Enhancement Modules
Students will spend half days in one or more of the following sites:
-
Primary Care clinic: Provide integrated medical and psychiatric care to county patients under supervision of a dual-trained family medicine-psychiatry attending.
-
Crisis Center: Provide acute care in an acute setting with particular emphasis on distinguishing medical and psychiatric etiologies of distress. Students will be supervised by a dual-trained internal medicine/psychiatry attending.
-
Inpatient Psychiatry: This must be done in conjunction with the inpatient psychiatry core experience. Students will work in an inpatient psychiatry team led by a dual-trained family medicine/psychiatry attending.
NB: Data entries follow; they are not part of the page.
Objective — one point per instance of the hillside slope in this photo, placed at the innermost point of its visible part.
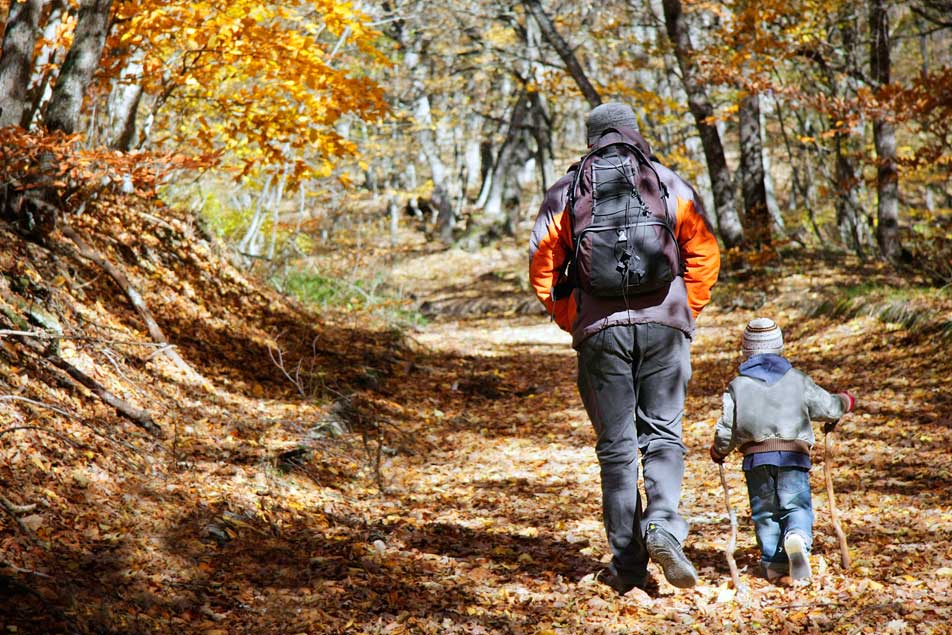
(317, 474)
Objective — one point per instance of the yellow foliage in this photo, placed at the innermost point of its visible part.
(261, 83)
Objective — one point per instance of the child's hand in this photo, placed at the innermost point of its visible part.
(849, 401)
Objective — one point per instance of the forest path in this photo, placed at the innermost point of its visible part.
(476, 509)
(507, 501)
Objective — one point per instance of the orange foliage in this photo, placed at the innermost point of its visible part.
(262, 83)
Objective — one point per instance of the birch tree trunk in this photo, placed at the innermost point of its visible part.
(48, 60)
(16, 63)
(124, 104)
(884, 136)
(753, 187)
(81, 62)
(564, 51)
(728, 222)
(493, 210)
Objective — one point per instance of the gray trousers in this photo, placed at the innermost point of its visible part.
(633, 379)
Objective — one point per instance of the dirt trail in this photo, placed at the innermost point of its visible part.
(255, 515)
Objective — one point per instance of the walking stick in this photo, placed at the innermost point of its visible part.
(834, 514)
(729, 549)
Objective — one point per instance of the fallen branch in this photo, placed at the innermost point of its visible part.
(135, 298)
(11, 511)
(16, 509)
(834, 513)
(732, 542)
(134, 414)
(59, 436)
(67, 414)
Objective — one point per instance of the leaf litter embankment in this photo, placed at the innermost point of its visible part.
(261, 510)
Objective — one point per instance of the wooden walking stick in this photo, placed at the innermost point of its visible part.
(834, 514)
(729, 549)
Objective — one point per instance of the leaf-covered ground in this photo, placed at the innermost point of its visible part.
(335, 477)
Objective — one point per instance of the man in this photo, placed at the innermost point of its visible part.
(633, 353)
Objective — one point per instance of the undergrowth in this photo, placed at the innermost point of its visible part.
(357, 295)
(916, 309)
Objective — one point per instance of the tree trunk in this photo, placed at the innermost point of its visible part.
(16, 62)
(728, 222)
(48, 60)
(542, 133)
(564, 51)
(79, 66)
(503, 169)
(753, 187)
(884, 135)
(426, 136)
(124, 104)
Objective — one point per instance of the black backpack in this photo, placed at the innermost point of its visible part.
(622, 234)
They will work with faculty and residents to provide primary and psychiatric care to psychiatric inpatients.
-
Internal Medicine Clinic: Students will work with a psychosomatic medicine psychiatrist in evaluating and treating mentally ill patients in an outpatient primary care clinic.
Students will participate in two or more of the following psychotherapy groups:
-
Medication support
-
Culture-specific groups for Hmong and Spanish-speaking communities
-
Dialectical behavior therapy
-
Cognitive behavior therapy targeting panic disorder
-
Psychoeducational groups for depressive disorders, anxiety disorders and bipolar spectrum disorders
Students will spend at least half day providing mental health care to children at one or more of the following sites:
-
Child and Adolescent Psychiatry Service (CAPS): A community mental health clinic serving economically disadvantaged children and adolescents.
-
MIND Institute: State-of-the-art clinic in which a multidisciplinary team of psychologists, psychiatrists, neurologists and pediatricians specialize in the evaluation and treatment of children with pervasive developmental disorders
In addition to gaining experience working with Sacramento’s diverse community through the core elective experiences, students may elect to learn how to effectively utilize the DSM-IV cultural formulation and participate in an innovative Hmong Medication Support Group with faculty who have expertise in cross-cultural issues.